There. Cut and dry. John Boehner and congressional Republicans were right after all, Obama owns the sequestration. If that was the full scope of the events then, yes, that would be that. But as with many things in government nothing is as simple as all that and when the breadth of entire situation enters into the assessment responsibility begins to shift back again.
After the 2010 midterm “shellacking”, which left a host of new Tea Party freshmen chomping at the bit for a fiscal battle with Democrats, raising the debt ceiling built into a massive political battle, the first of numerous manufactured crises. It came to a head the summer of 2011. House Republicans drew a line in the sand. There would be no increase in the debt ceiling unless huge spending cuts were made, even if that left the nation in default. For months negotiators met. They even reached a grand bargain which eventually failed in the House due to tax increases.
Amidst the frustrations a need for something to compel Congress to act upon some manner of viable budget plan. A deal so unpalatable to both sides was then created. It was based on the belief neither side would allow this trigger pulled due to the catastrophic nature of the consequences. In order to garner approval to raise the debt ceiling, normally a routine act, and keep the country out of default, the sequester was presented and passed both houses but was never intended to actually go into effect.
It was passed In the House with the support of 174 Republicans and 95 Democrats. The Senate passed the bill with 28 Republicans and 45 Democrats voting for it. Unfortunately the effort was too little, too late. The deal still hurt the country, resulting in Standard & Poor's stripping the United States of its coveted AAA credit rating. The rating agency's decision was due in large part to the congressional gridlock witnessed by so many. The battle's repercussions were felt across the economy culminating in very real fears the US was headed for a double-dip recession.

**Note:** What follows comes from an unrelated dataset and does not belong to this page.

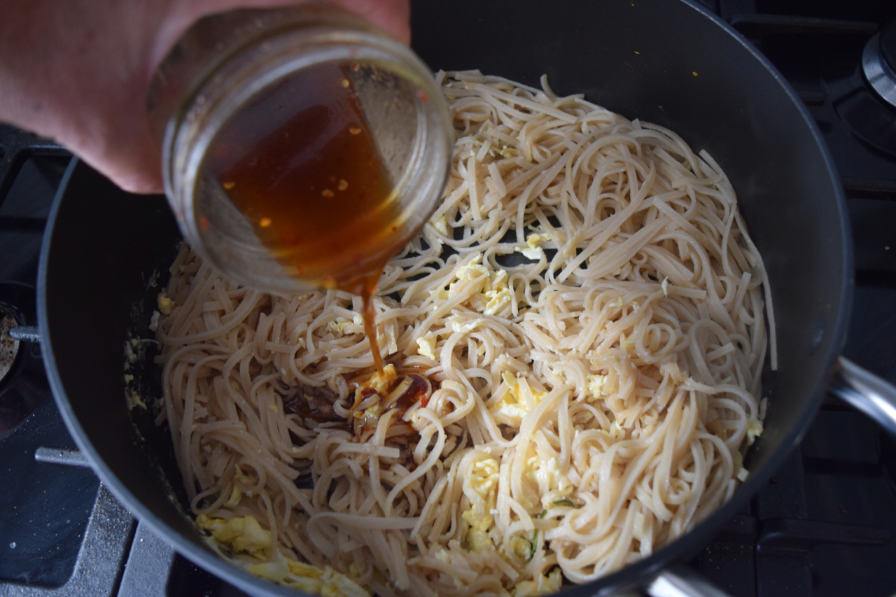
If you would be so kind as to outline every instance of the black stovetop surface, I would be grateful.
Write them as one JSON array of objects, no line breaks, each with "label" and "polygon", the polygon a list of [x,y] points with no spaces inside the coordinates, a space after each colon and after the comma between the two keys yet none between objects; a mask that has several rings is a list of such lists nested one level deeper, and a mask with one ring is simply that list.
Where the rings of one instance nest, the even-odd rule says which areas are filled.
[{"label": "black stovetop surface", "polygon": [[[896,110],[868,108],[877,100],[857,70],[896,4],[701,2],[771,60],[818,124],[855,240],[845,354],[896,384]],[[51,143],[0,125],[0,306],[25,303],[16,304],[23,324],[35,324],[40,239],[67,161]],[[74,443],[39,375],[39,346],[23,346],[16,379],[25,382],[0,382],[0,597],[244,594],[176,555],[67,451]],[[894,480],[896,444],[828,399],[782,469],[690,565],[733,597],[892,595]]]}]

Despite the blame the GOP now place on the President's shoulders, they supported the sequester in 2011 as is evident in Speaker Boehner's own powerpoint presentation entitled, Two-Step Approach to Hold President Obama Accountable. It was seen as an effective tool to win the massive spending cuts they demanded. This was the spending they viewed as out of control even though they, themselves, allowed pay-as-you-go legislation, or PayGo, to expire in 2002 under George W. Bush's presidency clearing the way for large tax cuts which became significant contributors to subsequent budget deficits and national debt increases.
Fast forward to 2013, the sequestration is set to go into effect March 1st if Congress does not act. As it sits now, both the Republican-controlled House and Democratic-controlled Senate have each produced plans to replace the sequester. Unfortunately, neither branch will consider the others'. And so the Washington love-hate relationship with the blame game continues. It's the tactic both sides use to gain political points. Does it matter now who initiated the sequester idea or is it more important to find a solution? The President is pooling his recent reelection win, the bully pulpit and the public together to pressure the GOP to work towards a viable budgetary compromise. Is it still a tug of war over who's to blame? Absolutely, but with a different goal. It's about bringing the force of the country's majority upon congressional Republicans and drive them back toward the center. It's most certainly still a tug of war but it's one the GOP is losing.
The situation is soon approaching when Republican leadership will have to decided if it is worth fighting for a majority of the majority or to abandon the Hastert rule, take the responsible path to bipartisanship and pass what is required to maintain the economic progress already made. If they stubbornly continue to demand the former then perhaps the voting public will determine for themselves who wins the blame game come next year's midterm elections.